Ive been searching high and low for "the" perfect buckling prospect, well I found one I REALLLLLLY like. Only problem is he is in Ocala, and I am in Mass. The owner does not want to ship because he doesnt want to drive to the airport in Orlanda (I offered to pay substantially for his time and gas) but no go.
So I have been looking at ways to ground ship him, and put out some quote requests, and I have gotten no responses. And if I do, I am assuming they are going to calculate by mileage which is going to cost a boat load, its about 1200 miles....
Has anyone ever had to deal with this before, and if so, what did you end up doing? Or just scratching the idea all together....
Sigh


----------



## capriola-nd (Jul 6, 2008)

You tried Uship.com?

I once put a quote on there for a Nigerian Dwarf buckling, a mature Nigerian Dwarf buck, and a yearling doe. I found two people that would do it for $400. It didn't work out to get them but I was kind of just "testing the waters." Anyways, if you haven't tried that, it's an option.


----------



## ProctorHillFarm (May 15, 2008)

I put one up on Uship yesterday, we will see if I get anything back, nothing as of yet.

I have found a hauler that will do it for $600- hoping i can find something around the $400 mark though. 
I mean really, the little guy can ride in the truck in a crate, he doesnt even need to take up trailer space, hes like a bonus paycheck!  

I wish he would just drive to the airport! ACK! :angry:


----------



## Sweet Gum Minis (Oct 6, 2007)

Sometimes you can find people making trips along your way or even a train, where more than one person helps in the transport.
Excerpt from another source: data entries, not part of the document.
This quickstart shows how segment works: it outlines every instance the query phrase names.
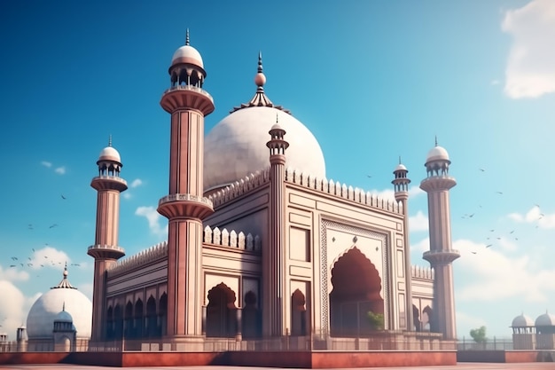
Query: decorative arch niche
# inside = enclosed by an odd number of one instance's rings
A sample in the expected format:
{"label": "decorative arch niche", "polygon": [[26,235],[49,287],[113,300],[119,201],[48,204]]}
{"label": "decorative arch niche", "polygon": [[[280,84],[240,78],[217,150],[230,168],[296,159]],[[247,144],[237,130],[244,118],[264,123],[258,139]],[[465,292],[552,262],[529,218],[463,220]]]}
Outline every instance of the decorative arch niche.
{"label": "decorative arch niche", "polygon": [[243,298],[241,333],[244,338],[257,338],[262,335],[262,317],[256,293],[249,290]]}
{"label": "decorative arch niche", "polygon": [[237,334],[236,295],[223,282],[208,291],[207,336],[234,337]]}
{"label": "decorative arch niche", "polygon": [[307,300],[299,289],[291,295],[291,335],[307,335]]}
{"label": "decorative arch niche", "polygon": [[368,311],[384,313],[381,278],[376,266],[356,247],[332,268],[330,335],[358,336],[372,330]]}

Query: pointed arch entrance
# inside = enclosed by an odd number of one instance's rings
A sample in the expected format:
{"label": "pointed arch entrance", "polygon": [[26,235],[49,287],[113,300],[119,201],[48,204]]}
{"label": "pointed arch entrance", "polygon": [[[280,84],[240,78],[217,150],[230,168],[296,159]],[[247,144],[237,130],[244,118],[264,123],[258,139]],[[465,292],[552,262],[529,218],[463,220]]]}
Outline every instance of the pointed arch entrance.
{"label": "pointed arch entrance", "polygon": [[381,278],[376,266],[356,247],[332,268],[330,334],[356,336],[372,330],[368,311],[384,313]]}
{"label": "pointed arch entrance", "polygon": [[235,292],[220,283],[208,291],[207,336],[234,337],[237,334]]}
{"label": "pointed arch entrance", "polygon": [[244,338],[256,338],[262,335],[261,314],[258,310],[258,297],[252,290],[245,295],[242,311],[241,333]]}
{"label": "pointed arch entrance", "polygon": [[291,335],[307,335],[306,298],[302,292],[296,289],[291,295]]}

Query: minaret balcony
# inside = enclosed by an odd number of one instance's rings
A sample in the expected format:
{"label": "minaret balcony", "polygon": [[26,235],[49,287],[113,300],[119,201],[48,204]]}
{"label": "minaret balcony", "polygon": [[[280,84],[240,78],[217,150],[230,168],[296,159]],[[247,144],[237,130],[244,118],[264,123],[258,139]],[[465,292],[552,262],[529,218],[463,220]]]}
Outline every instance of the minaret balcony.
{"label": "minaret balcony", "polygon": [[127,181],[117,176],[97,176],[90,182],[90,186],[96,190],[127,190]]}
{"label": "minaret balcony", "polygon": [[89,247],[87,254],[94,258],[118,259],[125,256],[125,249],[118,246],[95,244]]}
{"label": "minaret balcony", "polygon": [[192,85],[176,85],[162,94],[160,106],[168,113],[179,108],[198,109],[206,116],[214,112],[214,98],[203,89]]}
{"label": "minaret balcony", "polygon": [[171,219],[192,217],[203,219],[214,213],[212,201],[189,193],[166,195],[158,201],[158,213]]}
{"label": "minaret balcony", "polygon": [[457,249],[428,250],[422,256],[422,258],[432,265],[450,264],[458,257],[460,257],[460,253]]}

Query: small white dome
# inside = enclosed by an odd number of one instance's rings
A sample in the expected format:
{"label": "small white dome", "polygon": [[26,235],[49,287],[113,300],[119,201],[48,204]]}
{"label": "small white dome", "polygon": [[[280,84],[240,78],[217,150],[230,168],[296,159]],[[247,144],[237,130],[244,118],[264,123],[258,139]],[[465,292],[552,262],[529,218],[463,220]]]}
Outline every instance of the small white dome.
{"label": "small white dome", "polygon": [[60,311],[58,315],[56,315],[56,319],[54,321],[62,321],[62,322],[74,322],[74,318],[64,309]]}
{"label": "small white dome", "polygon": [[171,65],[174,66],[179,63],[189,63],[204,68],[200,53],[191,45],[184,45],[174,52]]}
{"label": "small white dome", "polygon": [[449,161],[449,154],[447,150],[442,146],[434,146],[426,157],[426,162],[428,163],[432,161]]}
{"label": "small white dome", "polygon": [[555,316],[545,312],[535,319],[536,327],[555,327]]}
{"label": "small white dome", "polygon": [[526,316],[524,313],[517,316],[512,319],[512,327],[534,327],[534,321],[532,319]]}
{"label": "small white dome", "polygon": [[276,123],[285,130],[289,143],[286,167],[325,177],[325,161],[317,140],[293,115],[270,106],[238,109],[216,124],[205,138],[205,191],[226,186],[251,173],[270,167],[268,131]]}
{"label": "small white dome", "polygon": [[[51,338],[54,320],[59,318],[73,321],[78,338],[90,338],[92,303],[85,295],[71,287],[66,276],[64,274],[64,279],[57,287],[44,293],[33,303],[27,317],[29,340]],[[63,309],[61,312],[60,309]]]}
{"label": "small white dome", "polygon": [[106,148],[102,149],[100,154],[98,155],[98,161],[117,161],[118,163],[121,163],[121,158],[120,157],[120,154],[112,146],[106,146]]}

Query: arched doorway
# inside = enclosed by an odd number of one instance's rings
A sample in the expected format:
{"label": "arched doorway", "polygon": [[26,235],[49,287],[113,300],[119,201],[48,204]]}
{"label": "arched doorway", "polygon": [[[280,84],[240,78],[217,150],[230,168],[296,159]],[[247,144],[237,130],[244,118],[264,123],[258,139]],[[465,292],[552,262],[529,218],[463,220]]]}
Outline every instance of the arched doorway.
{"label": "arched doorway", "polygon": [[125,305],[125,326],[123,327],[124,337],[133,338],[133,304],[129,301]]}
{"label": "arched doorway", "polygon": [[307,335],[306,299],[302,292],[296,289],[291,295],[291,335]]}
{"label": "arched doorway", "polygon": [[113,339],[123,337],[123,312],[120,303],[113,308]]}
{"label": "arched doorway", "polygon": [[107,340],[113,339],[113,309],[112,306],[108,307],[106,311],[106,336]]}
{"label": "arched doorway", "polygon": [[234,337],[237,334],[235,293],[220,283],[208,291],[207,336]]}
{"label": "arched doorway", "polygon": [[434,311],[430,306],[424,307],[422,310],[422,331],[424,332],[434,332],[437,333],[439,330],[435,327],[435,324],[434,323]]}
{"label": "arched doorway", "polygon": [[333,265],[332,286],[331,335],[357,336],[371,332],[368,311],[384,313],[381,279],[376,266],[355,247]]}
{"label": "arched doorway", "polygon": [[422,323],[420,322],[420,312],[416,305],[412,305],[412,321],[414,322],[414,330],[422,331]]}
{"label": "arched doorway", "polygon": [[262,335],[260,311],[258,310],[258,297],[252,290],[245,295],[245,303],[241,310],[241,333],[244,338],[256,338]]}
{"label": "arched doorway", "polygon": [[142,338],[143,337],[143,300],[141,298],[137,299],[135,303],[135,317],[134,317],[134,326],[135,338]]}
I normally would ship or have a transport do the delivering though.


----------



## ProctorHillFarm (May 15, 2008)

*Re: How to "ground ship" a goat? *update* with pedigree info*

Well I found a hauler that will bring him for $400

What do you think of this pedigree

S:Twincreeks SEM Flashback *S ( 3X Junior Champion & 2X Reserve Grand Champion)
SD: MCH/CH Twin Creeks WB Madum Butterfly 2*D SS:Lost Valley TB Seminole*S

D:Twin Creeks BW Moonstone Beach
DD:Lost Vally Too Bad P.Y.T. (a MCH Goodwood Tahoe daughter) DS:MCH Twin Creeks BH Bay Watch *S E

I'll post some pictures of the buckling
Here he is!


----------



## StaceyRosado (Oct 5, 2007)

handsome fellow. You dont see to many true chamois nigerians in our part of the US


----------



## KW Farms (Jun 21, 2008)

Very handsome little guy! I definately like his pedigree. If you really like him, I would go for it!


----------



## capriola-nd (Jul 6, 2008)

He looks really nice and that is a nice pedigree too!


----------